Menurut laporan Komnas HAM, polisi mengklaim bahwa mereka hanya menggunakan peluru karet. Investigasi lebih lanjut mengenai pembunuhan tersebut belum dilakukan. Setelah kejadian tersebut, tim kantor pusat kepolisian nasional melakukan investigasi disipliner, dengan lima anggota polisi dikenakan penjara 21 hari. Serikat buruh pekerja dan perusahaan Freeport memberikan kompensasi masing-masing sebesar 150 juta rupiah kepada keluarga Leo Wandagau.

2012
Ketua KNPB Mako Tabuni dibunuh oleh polisi Indonesia dan anggota-anggotanya dikenakan hukuman penjara yang panjang (hingga 15 tahun) karena mengibarkan bendera Bintang Kejora.
2013
PEMBUNUHAN IRWAN WENDA:Pada 8 Agustus 2013, seorang pemuda Papua difabel berusia 21 tahun, Irwan Wenda, tengah berjalan menuju Pasar Wouma di dataran tinggi Wamena. Kedua kerabatnya meminta Irwan untuk kembali ke rumah, tetapi Irwan menolak. Sempat beradu argumen dengan seorang polisi yang sedang tidak bertugas, Irwan Wenda memukul polisi tersebut dengan menggunakan tebu yang sebelumnya ia gunakan untuk memukuli jendela-jendela di pertokoan sepanjang jalan utama. Polisi tersebut lekas masuk ke dalam kediamannya dan kembali membawa senapan. Sang polisi membalas dengan mengambil menembak Irwan dengan pistol beberapa kali, melukai lengan kiri, perut dan kepalanya yang kemudian menyebabkan Irwan meninggal dunia.

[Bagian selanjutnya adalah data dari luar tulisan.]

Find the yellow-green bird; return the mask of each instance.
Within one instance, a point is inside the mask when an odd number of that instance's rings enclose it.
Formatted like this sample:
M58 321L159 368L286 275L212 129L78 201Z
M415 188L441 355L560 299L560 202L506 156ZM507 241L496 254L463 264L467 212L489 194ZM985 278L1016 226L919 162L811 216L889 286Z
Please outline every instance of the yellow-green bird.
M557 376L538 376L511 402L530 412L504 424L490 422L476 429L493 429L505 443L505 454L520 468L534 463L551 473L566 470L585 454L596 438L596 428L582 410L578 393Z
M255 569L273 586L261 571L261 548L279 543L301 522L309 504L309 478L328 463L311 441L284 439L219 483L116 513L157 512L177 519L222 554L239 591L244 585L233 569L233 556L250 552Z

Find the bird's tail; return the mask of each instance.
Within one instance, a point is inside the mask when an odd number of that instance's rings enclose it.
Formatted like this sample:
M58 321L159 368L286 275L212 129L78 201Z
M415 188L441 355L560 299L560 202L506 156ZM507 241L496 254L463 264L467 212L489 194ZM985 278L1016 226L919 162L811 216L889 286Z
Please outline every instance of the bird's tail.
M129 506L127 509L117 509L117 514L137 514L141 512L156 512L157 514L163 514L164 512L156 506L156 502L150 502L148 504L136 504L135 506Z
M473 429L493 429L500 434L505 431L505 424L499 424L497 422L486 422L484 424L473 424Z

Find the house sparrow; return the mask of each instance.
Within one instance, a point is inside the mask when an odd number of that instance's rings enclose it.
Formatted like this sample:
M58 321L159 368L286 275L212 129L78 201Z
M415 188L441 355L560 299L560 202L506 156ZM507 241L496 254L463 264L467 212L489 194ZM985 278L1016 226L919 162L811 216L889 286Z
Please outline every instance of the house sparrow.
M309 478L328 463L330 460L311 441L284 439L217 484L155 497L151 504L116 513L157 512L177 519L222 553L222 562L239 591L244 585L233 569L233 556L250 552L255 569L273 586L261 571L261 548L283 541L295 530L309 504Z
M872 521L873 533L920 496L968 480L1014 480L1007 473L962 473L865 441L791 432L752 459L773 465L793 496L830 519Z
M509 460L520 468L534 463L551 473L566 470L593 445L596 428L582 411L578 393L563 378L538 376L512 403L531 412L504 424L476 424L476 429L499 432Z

Polisi-polisi lain yang memang tengah bertugas kemudian membawa jasad Irwan ke Rumah Sakit terdekat sementara yang lain memyambangi keluarga Irwan sebagai saksi peristiwa penembakan ke Kantor Polisi Kecamatan Jayawijaya. Keluarga Irwan diinterogasi dan mereka mengalami kekerasan dan penyiksaan selama berada di kantor polisi. Mereka dilucuti pakaiannya, dipukuli selama proses interogasi berlangsung dan setelah satu jam, mereka dijebloskan ke penjara. Keluarga Irwan akhirnya bisa keluar setelah sanak saudara mereka berunjuk rasa di depan kantor polisi.

Dua hari setelah peristiwa penembakan, perwakilan kepolisian mengundang keluarga Irwan Wenda untuk mediasi. Pihak kepolisian dan keluarga mencapai kesepakatan agar pihak kepolisian membayar biaya sebesar 600 juta rupiah sebagai denda sesuai dengan Hukum Adat Papua. Kapolsek juga menjanjikan agar sang pelaku ditindak dan dimintai pertanggungjawaban. Meskipun begitu, sampai sekarang belum ada penyelidikan kriminal maupun proses hukum yang berlangsung untuk kasus ini.

2014
PENEMBAKAN PANAI:Ratusan pelaku unjuk rasa Papua berkumpul di markas besar militer dan polisi lokal di Enarotali, Paniai, sebagai bentuk respon dari TNI (Tentara Nasional Indonesia) yang diduga memukul 11 anak-anak Papua sehari sebelumnya. Saat pelaku unjuk rasa mulai melempar potongan batu dan kayu ke arah bangunan, petugas keamanan mulai melakukan tembakan, membunuh empat orang dan melukai setidaknya 11 orang lainnya. Beberapa minggu kemudian, Joko Widodo, yang baru terpilih sebagai presiden Indonesia, berjanji di depan umum bahwa ia berkomitmen untuk membawa keadilan untuk pembunuhan tersebut.
PEMBUNUHAN DI PASAR YOUTEFA:Pada 2 Juli, kerusuhan pecah di Pasar Youtefa Abepura setelah seorang petugas kepolisian dibunuh dan senjata apinya dicuri oleh orang yang tak diketahui. Salah seorang petugas lain juga terluka setelah ia berusaha menghentikan judi dadu. Pada hari yang sama, kepolisian menjalankan razia area sekeliling pasar, termasuk asrama kelompok etnis Pegunungan Tengah yang dicurigai telah membunuh petugas polisi tersebut. Selama razia, polisi mengajak kelompok etnis lain dari Sulawesi Selatan untuk membantu. KPKC Sinode GKI melaporkan bahwa orang-orang non-Papua ini menghajar, menendang, bahkan memukul orang-orang Papua yang tak bisa melarikan diri. Setelah operasi tersebut, tiga laki-laki Papua ditemukan tewas di sekitaran pasar. Sabusek Kabak, seorang mahasiswa, ditemukan tewas di depan Papua Bank dengan luka di pelipis kiri dan luka tusukan. Yeniaw Wanimbo ditemukan di depan Kampus Yamas dengan luka-luka akibat benda tajam. Demy Kepno ditemukan dengan luka lebam di wajahnya dan beberapa luka tembakan.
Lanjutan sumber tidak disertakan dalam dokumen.